Ou seja: não só as políticas afirmativas ajudam a captar talentos, como são diferenciais na hora de permanecer no emprego. O relatório diz que o fator apontado como mais importante para a comunidade LGBTQIA+ no contexto do trabalho é justamente o ambiente inclusivo, com 74% das respostas.
Para Ricardo Sales, CEO da Mais Diversidade, os dados são um demonstrativo de que as conquistas não chegaram para todos dentro da própria comunidade, mas sobretudo para gays e lésbicas com a escolaridade mais elevada e que trabalham nas grandes empresas.

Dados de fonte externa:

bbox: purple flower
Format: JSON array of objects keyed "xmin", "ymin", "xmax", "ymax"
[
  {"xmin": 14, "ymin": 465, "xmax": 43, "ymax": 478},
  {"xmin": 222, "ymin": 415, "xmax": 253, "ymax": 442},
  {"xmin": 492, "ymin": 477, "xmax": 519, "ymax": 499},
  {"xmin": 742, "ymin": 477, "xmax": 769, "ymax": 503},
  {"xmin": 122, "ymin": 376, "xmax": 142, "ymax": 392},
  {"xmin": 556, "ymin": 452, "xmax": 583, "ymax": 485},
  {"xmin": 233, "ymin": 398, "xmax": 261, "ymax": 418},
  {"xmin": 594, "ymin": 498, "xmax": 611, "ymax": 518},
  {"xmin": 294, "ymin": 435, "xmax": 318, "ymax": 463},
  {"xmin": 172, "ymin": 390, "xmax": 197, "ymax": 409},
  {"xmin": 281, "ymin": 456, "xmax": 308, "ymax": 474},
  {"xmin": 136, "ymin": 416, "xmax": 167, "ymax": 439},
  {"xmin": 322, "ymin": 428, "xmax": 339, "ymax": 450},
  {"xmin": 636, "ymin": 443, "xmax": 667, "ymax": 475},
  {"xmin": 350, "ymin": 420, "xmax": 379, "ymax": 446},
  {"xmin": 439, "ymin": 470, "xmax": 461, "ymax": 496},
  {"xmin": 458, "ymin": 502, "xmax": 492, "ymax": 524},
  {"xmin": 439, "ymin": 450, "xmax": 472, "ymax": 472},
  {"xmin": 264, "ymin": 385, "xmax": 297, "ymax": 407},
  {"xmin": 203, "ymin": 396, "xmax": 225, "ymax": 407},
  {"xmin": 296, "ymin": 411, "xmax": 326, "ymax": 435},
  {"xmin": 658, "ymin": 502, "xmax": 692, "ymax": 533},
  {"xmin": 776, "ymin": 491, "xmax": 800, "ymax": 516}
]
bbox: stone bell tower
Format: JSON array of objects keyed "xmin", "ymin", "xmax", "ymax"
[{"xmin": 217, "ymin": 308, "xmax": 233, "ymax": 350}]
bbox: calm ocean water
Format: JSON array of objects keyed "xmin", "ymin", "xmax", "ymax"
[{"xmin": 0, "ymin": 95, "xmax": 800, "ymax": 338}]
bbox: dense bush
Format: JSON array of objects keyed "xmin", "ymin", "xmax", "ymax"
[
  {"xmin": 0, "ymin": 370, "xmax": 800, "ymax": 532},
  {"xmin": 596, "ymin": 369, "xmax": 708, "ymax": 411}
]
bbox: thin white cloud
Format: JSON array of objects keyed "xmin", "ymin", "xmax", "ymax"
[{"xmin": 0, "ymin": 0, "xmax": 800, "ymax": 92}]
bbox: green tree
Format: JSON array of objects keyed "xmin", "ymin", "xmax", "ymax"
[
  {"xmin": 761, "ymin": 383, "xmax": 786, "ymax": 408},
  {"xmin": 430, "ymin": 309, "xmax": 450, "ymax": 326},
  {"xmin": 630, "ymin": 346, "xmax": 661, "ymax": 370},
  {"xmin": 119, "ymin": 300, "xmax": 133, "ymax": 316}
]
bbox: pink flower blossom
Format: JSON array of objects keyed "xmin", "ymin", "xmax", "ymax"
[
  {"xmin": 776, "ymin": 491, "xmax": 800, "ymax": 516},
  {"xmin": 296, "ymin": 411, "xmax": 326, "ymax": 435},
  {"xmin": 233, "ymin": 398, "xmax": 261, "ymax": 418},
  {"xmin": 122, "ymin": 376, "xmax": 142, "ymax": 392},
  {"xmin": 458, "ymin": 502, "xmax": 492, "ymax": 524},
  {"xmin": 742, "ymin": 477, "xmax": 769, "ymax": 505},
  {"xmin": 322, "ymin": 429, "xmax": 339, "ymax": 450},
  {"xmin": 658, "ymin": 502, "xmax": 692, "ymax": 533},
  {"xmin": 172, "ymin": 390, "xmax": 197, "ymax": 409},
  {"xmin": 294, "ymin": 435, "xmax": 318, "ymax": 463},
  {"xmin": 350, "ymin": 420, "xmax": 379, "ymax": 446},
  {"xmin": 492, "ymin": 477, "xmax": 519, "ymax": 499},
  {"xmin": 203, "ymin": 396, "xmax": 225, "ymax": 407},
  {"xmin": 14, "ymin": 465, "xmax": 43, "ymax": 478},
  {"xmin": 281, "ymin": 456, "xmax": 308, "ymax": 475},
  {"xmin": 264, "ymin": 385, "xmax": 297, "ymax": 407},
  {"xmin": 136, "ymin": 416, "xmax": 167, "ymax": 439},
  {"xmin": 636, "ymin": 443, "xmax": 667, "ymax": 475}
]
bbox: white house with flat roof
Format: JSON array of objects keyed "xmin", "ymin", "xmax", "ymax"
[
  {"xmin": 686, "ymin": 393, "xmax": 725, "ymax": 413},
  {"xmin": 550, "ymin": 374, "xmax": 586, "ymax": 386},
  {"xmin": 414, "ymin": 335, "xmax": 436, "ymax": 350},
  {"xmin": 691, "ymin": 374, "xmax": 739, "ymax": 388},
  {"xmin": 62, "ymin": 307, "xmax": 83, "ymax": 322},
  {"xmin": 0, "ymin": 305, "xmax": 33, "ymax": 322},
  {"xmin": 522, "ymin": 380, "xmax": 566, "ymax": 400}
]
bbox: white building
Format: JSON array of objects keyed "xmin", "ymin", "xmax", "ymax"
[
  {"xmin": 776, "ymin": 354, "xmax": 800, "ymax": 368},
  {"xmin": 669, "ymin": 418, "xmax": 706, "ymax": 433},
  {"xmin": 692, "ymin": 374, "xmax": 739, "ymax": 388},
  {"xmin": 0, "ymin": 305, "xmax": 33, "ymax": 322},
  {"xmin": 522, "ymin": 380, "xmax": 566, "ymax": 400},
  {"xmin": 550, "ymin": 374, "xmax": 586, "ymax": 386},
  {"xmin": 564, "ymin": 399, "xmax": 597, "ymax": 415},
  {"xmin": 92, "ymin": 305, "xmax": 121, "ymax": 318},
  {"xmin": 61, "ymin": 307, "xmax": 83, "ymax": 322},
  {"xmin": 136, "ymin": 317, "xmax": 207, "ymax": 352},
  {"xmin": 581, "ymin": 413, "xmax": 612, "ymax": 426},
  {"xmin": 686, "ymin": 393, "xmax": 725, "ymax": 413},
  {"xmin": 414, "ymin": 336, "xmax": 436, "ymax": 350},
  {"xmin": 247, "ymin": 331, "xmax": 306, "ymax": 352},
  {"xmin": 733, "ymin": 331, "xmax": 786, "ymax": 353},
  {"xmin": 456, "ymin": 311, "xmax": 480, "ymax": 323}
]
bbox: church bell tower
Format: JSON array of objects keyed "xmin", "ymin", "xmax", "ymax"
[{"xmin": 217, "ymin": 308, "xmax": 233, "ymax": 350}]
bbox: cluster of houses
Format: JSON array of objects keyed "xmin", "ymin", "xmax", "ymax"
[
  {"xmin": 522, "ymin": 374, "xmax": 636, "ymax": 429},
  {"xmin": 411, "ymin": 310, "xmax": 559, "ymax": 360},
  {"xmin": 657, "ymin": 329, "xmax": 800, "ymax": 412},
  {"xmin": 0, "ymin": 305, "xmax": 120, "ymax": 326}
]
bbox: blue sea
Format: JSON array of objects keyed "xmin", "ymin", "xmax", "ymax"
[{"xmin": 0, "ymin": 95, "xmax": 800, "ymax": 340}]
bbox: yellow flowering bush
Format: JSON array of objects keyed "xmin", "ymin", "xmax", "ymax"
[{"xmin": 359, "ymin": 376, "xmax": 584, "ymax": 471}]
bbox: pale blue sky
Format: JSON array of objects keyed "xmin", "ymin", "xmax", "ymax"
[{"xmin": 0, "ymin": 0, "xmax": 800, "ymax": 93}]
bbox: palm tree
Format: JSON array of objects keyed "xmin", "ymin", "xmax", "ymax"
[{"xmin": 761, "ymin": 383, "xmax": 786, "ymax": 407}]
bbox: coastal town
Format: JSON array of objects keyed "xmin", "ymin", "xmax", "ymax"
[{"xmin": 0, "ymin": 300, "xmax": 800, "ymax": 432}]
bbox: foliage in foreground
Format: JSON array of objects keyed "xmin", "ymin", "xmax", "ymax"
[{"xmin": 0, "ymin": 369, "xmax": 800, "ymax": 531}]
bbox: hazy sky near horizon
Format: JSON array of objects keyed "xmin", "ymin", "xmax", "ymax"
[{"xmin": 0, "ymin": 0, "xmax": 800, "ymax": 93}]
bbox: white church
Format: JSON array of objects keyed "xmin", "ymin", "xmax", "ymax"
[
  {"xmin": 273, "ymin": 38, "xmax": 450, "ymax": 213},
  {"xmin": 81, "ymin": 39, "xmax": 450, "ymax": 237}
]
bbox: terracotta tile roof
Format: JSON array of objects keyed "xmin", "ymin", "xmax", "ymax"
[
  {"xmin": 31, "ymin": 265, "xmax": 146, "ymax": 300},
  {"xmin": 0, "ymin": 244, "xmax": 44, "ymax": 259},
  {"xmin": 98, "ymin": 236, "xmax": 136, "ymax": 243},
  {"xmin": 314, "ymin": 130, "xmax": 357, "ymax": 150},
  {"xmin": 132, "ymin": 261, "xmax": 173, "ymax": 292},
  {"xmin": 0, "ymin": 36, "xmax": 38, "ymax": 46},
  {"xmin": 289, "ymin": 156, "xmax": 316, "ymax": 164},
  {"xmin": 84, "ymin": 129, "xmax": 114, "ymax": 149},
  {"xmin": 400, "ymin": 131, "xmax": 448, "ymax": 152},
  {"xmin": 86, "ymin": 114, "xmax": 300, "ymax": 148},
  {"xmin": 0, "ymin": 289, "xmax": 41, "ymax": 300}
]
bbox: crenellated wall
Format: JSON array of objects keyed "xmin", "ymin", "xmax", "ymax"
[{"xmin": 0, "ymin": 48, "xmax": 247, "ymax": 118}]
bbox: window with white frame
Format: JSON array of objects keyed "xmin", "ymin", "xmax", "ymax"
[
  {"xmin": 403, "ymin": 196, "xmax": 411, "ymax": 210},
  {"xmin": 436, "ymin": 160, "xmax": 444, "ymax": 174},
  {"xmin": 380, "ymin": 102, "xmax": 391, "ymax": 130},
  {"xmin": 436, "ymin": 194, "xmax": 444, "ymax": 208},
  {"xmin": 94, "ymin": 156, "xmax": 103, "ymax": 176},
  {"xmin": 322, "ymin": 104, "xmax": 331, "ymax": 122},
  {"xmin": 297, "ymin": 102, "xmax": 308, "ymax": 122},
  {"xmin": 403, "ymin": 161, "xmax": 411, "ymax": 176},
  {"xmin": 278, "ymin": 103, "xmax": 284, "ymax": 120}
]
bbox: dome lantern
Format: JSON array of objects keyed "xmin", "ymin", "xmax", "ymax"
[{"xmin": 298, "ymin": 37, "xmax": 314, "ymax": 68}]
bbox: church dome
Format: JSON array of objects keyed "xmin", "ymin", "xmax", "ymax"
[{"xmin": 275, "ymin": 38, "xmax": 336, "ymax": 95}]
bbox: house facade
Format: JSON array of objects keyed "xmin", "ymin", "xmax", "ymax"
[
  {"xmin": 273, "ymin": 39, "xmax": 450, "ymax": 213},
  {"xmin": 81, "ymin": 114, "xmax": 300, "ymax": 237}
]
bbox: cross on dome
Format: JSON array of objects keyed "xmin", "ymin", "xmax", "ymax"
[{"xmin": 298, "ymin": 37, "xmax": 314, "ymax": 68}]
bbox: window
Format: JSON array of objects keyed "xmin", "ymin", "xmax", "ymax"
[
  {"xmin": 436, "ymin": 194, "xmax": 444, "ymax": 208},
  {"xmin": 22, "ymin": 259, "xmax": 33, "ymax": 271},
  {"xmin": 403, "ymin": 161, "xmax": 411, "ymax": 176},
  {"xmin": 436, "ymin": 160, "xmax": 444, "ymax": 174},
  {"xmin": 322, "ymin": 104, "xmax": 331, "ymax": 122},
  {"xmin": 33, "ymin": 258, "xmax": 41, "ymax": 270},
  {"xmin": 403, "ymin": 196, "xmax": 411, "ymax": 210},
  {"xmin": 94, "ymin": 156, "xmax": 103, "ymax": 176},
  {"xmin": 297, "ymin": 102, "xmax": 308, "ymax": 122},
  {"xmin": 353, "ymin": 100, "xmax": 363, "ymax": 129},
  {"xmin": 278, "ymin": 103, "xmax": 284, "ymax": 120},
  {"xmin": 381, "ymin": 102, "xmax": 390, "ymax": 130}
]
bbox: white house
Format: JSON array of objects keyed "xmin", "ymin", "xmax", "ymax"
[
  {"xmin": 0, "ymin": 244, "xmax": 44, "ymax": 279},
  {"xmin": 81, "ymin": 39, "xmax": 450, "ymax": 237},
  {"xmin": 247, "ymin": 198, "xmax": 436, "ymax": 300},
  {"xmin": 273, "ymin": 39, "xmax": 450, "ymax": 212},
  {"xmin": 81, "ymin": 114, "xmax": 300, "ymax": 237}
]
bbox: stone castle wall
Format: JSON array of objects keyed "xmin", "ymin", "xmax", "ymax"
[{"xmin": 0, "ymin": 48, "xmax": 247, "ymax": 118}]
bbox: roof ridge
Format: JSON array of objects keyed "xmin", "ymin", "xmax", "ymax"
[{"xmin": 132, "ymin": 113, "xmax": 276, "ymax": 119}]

“Isso tem seu mérito, mas mostra que temos mais a fazer. Houve, por exemplo, muito avanço na ‘segurança psicológica’ — que é garantir que todos possam ser quem são —, mas ainda há um bom caminho a percorrer para a população trans”, diz Sales.
O especialista lembra ainda, que, ao mesmo tempo que houve evolução na percepção de importância da inclusão de LGBTQIA+ por parte das grandes empresas, elas ainda empregam uma parcela menor da população. A maior parte dos postos de trabalho no Brasil está nas mãos de pequenas e médias empresas.
“São empregadores que ainda não estão em contato com essa agenda. É o nosso próximo ‘ponto de fronteira’: fazer o assunto chegar nas organizações fora do Eixo Rio-São Paulo, de portes mais variados”, afirma.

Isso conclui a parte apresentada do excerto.